6 Şubat 2023’te Doğu Anadolu Fay Hattında geniş bir bölgenin kırılması ile tetiklenen deprem zinciri Türkiye’de 11 ilde büyük bir yıkıma ve can kaybına neden olurken Suriye’de de bir felakete yol açtı.
Yaşanan felaketin insan eliyle yaratıldığı hemen anlaşıldı, yurttaşlar binaların değil 24 Ocak 1980’den bu yana devam eden neo-liberal dönüşümün altında kalmışlardı. Bilim inanlarının onca uyarısına rağmen binalar fay hatları boyunca depreme dayanıksız şekilde inşa edilmiş, inşaat sektörü kazancından başka bir şey düşünmemiş, denetleme süreci bile özelleştirilmişti. 1999 Körfez Depremi ve sonra yaşanan depremlerden hiç ders çıkarılmadığı ve sermayenin bugününü kurtarmasının dışında bir felsefeye sahip olmadığı bir kez daha anlaşıldı.

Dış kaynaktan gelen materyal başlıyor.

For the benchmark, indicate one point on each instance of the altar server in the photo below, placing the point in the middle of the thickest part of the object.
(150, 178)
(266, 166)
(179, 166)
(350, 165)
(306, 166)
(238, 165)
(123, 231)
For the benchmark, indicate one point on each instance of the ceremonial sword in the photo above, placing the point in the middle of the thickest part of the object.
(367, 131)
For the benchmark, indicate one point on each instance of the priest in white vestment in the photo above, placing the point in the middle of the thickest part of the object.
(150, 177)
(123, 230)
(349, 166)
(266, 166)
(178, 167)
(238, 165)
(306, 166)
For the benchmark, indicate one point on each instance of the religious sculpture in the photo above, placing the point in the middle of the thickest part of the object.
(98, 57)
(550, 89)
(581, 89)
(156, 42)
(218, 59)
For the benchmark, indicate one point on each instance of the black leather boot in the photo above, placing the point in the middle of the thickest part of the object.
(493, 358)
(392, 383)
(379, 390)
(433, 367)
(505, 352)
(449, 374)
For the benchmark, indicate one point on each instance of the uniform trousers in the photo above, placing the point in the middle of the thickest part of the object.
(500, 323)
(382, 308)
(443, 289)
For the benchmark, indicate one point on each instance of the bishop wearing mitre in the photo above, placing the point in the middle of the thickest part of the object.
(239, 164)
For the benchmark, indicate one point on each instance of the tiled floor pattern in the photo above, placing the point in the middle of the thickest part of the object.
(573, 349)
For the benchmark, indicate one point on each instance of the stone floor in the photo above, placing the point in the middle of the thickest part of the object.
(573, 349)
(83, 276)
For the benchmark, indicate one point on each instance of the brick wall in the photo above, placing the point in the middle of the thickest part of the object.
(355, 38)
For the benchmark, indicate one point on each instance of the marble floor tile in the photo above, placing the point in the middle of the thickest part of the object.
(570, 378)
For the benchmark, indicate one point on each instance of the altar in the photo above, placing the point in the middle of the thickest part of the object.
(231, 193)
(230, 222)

Ancak 6 Şubat Depreminin önce yaşanan depremlerden bazı farkları vardı. Öncekilerde hiç olmazsa devlet depremden sonra olay yerindeydi ve enkaz altında kalanlara müdahale edebiliyordu. Bu sefer ilk üç gün devletin deprem bölgesine ulaşımında ve müdahalesinde büyük bir zaaf olduğu görüldü. Neo-liberal saldırı devleti cüceleştirmiş, bu çapta bir yıkıma müdahale edemez hale getirmişti.
1999 Körfez Depreminden başka bir farkı ise örgütlü gericiliğin devletin boşalttığı alanda gövde göstermesi oldu. Devletin sosyal yanı geri çekilirken tarikatlar ileri sürülmüştü. Öte yandan deprem düzenin emekçi halkın nezdinde sorgulanmasına ve deşifre olmasına da yol açtı. Özellikle örgütlü solun devletin bıraktığı boşlukta halkın yardımına koşması ve örgütlü gücün bu haliyle bile neler başarabileceğini göstermesi şimdiye kadar ulaşılamamış emekçilerin beyninde ve yüreğinde sola bir yer açılmasına neden oldu.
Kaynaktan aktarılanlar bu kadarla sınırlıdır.